Multiplicity of irreducible component of a singular fiber of a $\mathbb{P}^1$-fibration Let $X$ be a smooth projective surface and $f:X\to\mathbb{P}^1$ be a $\mathbb{P}^1$-fibration with a singular fiber consisting of a tree with three irreducible rational ($-2$)-curves $D_1$, $D_2$, $D_3$ and a ($-1$)-curve $L$ intersecting one of $D_i$'s. I want to know is it possible to calculate multiplicity of $L$ in the scheme theoretic fiber of this singular fiber? Is it possible to calculate multiplicity of the singular fiber from above information?
 A: If we assume that the rational curves intersect in nodes, then we can compute it from the data of the dual graph. Since $L$ intersects only one of the $D_i$, then the $D_i$ necessarily form a chain, say $D_1 \cup D_2 \cup D_3$ and without loss of generality, there are two possibilities: 1) $L$ intersects $D_1$, or 2) $L$ intersects $D_2$. With that in mind we can compute the multiplicities of the curves in the fiber using the following basic lemma.
Lemma: If $F = f^*p$ is a scheme theoretic fiber, then $F.E = 0$ for all curves $E$ contained in a fiber of $f$.

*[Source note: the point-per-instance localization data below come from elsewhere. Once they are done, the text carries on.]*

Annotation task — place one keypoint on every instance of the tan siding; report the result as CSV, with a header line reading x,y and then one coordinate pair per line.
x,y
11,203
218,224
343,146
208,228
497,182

Then writing our fiber $F = a_1D_1 + a_2D_2 + a_3D_3 + bL$, we have a system of equations $F.D_i = F.L = 0$. On the other hand, we know the self intersections $D_i^2 = -2$ and $L^2 = -1$, we know that $D_1.D_2 = D_2.D_3 = 1$ and $D_1.D_3 = 0$, and finally we know $L.D_i$ in each of the two cases. Using this we can solve completely for the $a_i$ and $b$ in each of the two cases.
Edit: I think the curves actually have to intersect in nodes under the assumption that $X$ is smooth. This is just a question about the reduced fiber, call it $C$, which is a tree of rational curves on a smooth surface $X$. The idea is to compute the contribution of the $\delta$-invariant of the singularity to the arithmetic genus.
Let's suppose that $p \in C$ is a singular point and let $C' \to C$ be the partial normalization at $p$. If $p$ lies on a unique irreducible component of $C$ then $p_a(C) - p_a(C') = \delta > 0$ which is impossible as $p_a(C) = 0$. Otherwise, $p$ is at the intersection of exactly two components of $C$ (by the assumption that $C$ is a tree). Then $C'$ is a disjoint union of two components $A$ and $B$ so $p_a(C') = p_a(A) + p_a(B) - 1 = -1$ and $p_a(C) - p_a(C') = \delta$ so we conclude that $\delta = 1$. Then its not hard to see that the node is the only plane curve with $2$ branches and $\delta = 1$.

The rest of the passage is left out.